With the increasing search for petroleum and gas deposits, considerable interest has been focused on exploration and production efforts in the arctic and antarctic regions of the world. In these areas, deposits of petroleum and gas are often found offshore in shallow waters that are ice-covered through a good portion of the year. Conventional floating platforms are not well suited for operations in these waters.
Various types of bottom-secured platforms have been suggested for use in such ice covered water, including reenforced pile-mounted raised platforms and artificial islands constructed from bottom dredgings. These structures have been successful and have demonstrated the ability to survive the summer ice breakup such as occurs in waters off the Alaskan coast.
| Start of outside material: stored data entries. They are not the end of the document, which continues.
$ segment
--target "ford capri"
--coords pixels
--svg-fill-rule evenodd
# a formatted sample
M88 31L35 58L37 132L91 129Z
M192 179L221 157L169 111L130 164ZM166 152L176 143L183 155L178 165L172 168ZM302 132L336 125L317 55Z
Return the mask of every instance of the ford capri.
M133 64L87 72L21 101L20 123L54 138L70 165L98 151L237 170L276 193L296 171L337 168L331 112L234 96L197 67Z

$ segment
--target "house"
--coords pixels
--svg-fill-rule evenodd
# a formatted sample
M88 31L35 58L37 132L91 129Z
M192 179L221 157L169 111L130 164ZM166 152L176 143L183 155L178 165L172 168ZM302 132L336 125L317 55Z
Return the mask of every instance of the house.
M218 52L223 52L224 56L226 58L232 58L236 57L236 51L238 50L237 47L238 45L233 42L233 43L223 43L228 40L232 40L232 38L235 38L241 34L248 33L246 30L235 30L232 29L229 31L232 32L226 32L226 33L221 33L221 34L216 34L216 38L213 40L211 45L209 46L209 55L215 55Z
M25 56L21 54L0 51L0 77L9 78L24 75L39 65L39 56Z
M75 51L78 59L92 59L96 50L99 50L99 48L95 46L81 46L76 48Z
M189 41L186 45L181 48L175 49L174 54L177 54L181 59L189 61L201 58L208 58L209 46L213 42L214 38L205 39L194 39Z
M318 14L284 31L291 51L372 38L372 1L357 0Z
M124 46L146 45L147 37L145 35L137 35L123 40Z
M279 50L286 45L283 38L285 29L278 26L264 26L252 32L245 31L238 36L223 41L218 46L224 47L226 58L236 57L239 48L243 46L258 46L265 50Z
Such devices, however, are expensive to construct and do not lend themselves to use for temporary work such as exploratory drilling.
Ideally, ice itself will serve as a material for the construction of artificial islands in cold regions, especially during the winter months of the arctic and antarctic year which may extend as long as 9 or 10 months. It is known that grounded ice islands may be constructed by depositing water over existing ice to thicken it until the mass of the thickened area is such that its draft is greater than the water depth and at least a portion of the thickened area is grounded on the marine bottom. Two such devices and the method for constructing them are described in U.S. Pat. Nos. 3,750,412 (Fitch, et al.) and 3,863,456 (Durning).
Ice islands appear to be feasible for use as work platforms from which to conduct operations such as temporary exploratory drilling and, under the proper circumstances even year-round drilling. Ice islands which have been proposed to date are deficient, however, in that they do not provide for the containment of formation fluids, such as crude petroleum, in the event of accidental escape from the formation during a drilling operation. Conventional ice islands are not adapted to cope with shifting ice and the stresses imposed on the island as a result thereof even though it is understood that ice shift may occur even during the winter months.
The present invention contemplates an ice island and the method for its construction which is designed to overcome the foregoing deficiencies.